To see the pictures from the ceremony, go to:
https://www.richardlawrencephotography.ca/rlpgalleries/2024/dday80/
D-Day. The 6th of June, 1944. The Day that was the start of the end of WWII. Eighty years ago this mass undertaking, the largest seaborne invasion in history, known as Operation Neptune (the entire Normandy Campaign was known as Operation Overlord), started in Northern France on the beaches designated as Gold, Sword, Juno, Omaha, and Utah and involved the militaries of 13 countries (14 if you count the Germans). The Canadians of the 3rd Canadian Infantry Division were assigned Juno Beach close to the villages of Courseulles and Bernières which were defended by the two battalions of the German 716th Infantry Division and elements of the 21st Panzer Division held in reserve. In all, about 14,000 troops landed with 961 becoming casualties - 340 dead.
Today there are countless commemorations taking place to remember this day. In Canada, Moncton, N.B., has a week of events and most politicians are in France at Juno Beach along with the few veterans left that could make the trip. In Ottawa, however, a commemoration ceremony was held with the few people who could make it out on the hot and humid day in the middle of the week which featured rain throughout the ceremony. Luckily, Veterans Affairs Canada had the presence of mind to move the ceremony from the National War Memorial to the inside venue of Cartier Drill Hall. Cartier Drill Hall is home to the Cameron Highlanders who, coincidentally, took part in the D-Day Landings.
It was a normal remembrance ceremony with the standard Act of Remembrance, Commitment to Remember, and wreaths laid, the Last Post, 2 minutes silence and the Rouse following the Guide to Commemorative Ceremonies. In attendance and laying wreaths were the United States Ambassador, the High Commissioner of the UK, representation from France, along with Veterans Affairs Canada, The Minister of National Defence, the CAF, Royal Canadian Legion, Indigenous and youth representatives.
When all wreaths were in place and the guests were asked if anyone else would like to lay a wreath, two ladies came forward with a wreath with a ribbon that said “WWII Russian Veterans Ottawa”. Now, given all the animosity to anything Russian these days that took a lot of courage for those two ladies to come forth in front of everyone.
Now, I dislike the current Russian government as much as anyone else and wish only bad things upon them. However, putting everything in context, in 1944 the Russians were our allies and had been doing the bulk of the fighting in the European Theatre for three years. They had suffered immense losses and deprivation and had been waiting for the Allies to invade Europe to make Hitler move his divisions out of Russia to France, thereby lessening their load. Notwithstanding the British (and Commonwealth) contributions in Africa along with the United States and the subsequent push up Italy, it was the invasion of France that Russia counted on for relief.

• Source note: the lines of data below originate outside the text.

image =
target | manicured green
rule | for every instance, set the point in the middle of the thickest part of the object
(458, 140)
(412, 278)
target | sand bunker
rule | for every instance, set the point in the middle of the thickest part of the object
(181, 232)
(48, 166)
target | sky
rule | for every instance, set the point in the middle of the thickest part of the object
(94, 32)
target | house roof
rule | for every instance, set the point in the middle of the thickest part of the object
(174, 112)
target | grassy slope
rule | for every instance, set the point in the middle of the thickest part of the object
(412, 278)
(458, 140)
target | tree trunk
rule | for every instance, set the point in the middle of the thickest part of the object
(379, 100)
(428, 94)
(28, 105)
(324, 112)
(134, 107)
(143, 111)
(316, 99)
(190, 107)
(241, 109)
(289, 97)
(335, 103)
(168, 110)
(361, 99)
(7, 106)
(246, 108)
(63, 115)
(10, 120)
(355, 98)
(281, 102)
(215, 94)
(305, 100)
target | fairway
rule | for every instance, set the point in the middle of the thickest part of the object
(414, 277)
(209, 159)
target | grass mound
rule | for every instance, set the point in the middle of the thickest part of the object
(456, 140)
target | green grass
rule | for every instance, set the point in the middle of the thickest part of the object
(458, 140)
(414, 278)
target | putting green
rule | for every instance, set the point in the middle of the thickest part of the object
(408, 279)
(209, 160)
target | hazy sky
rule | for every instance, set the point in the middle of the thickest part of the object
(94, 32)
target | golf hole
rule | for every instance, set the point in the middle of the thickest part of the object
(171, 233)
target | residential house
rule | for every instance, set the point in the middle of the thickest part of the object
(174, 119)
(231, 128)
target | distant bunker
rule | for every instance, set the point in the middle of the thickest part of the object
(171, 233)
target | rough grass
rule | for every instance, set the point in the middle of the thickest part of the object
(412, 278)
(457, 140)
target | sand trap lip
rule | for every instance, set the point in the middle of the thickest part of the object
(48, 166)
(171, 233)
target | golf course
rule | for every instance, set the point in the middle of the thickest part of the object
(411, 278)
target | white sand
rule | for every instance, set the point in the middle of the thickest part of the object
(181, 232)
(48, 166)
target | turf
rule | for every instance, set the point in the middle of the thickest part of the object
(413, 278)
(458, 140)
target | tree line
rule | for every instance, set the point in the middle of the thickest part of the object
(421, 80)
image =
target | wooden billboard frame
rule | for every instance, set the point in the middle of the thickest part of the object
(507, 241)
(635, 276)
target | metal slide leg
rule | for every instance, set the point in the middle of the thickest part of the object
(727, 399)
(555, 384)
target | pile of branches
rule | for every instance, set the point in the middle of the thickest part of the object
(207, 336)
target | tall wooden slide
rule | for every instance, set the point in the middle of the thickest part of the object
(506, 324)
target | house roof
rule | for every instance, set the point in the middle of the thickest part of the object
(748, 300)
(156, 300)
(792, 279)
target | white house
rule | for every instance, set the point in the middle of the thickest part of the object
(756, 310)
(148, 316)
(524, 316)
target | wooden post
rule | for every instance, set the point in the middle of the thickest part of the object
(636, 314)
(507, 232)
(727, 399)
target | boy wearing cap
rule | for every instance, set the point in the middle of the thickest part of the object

D-Day did that.
So, again, although I dislike the Russian government of the day and think they should be ostracized from any event, social, political, or otherwise, today was not that day. Russia did not directly contribute to the D-Day successes, but it was their continued fighting that kept Hitler from moving a hundred more divisions from the Eastern Front to France to stem the Allied invasion, so allowing a small concession of the placement of a wreath to remember their war dead seems appropriate.
That said, it was a small ceremony to remember a day in the history of the world of which the importance cannot be overstated and which, if it had failed, could have meant a different world.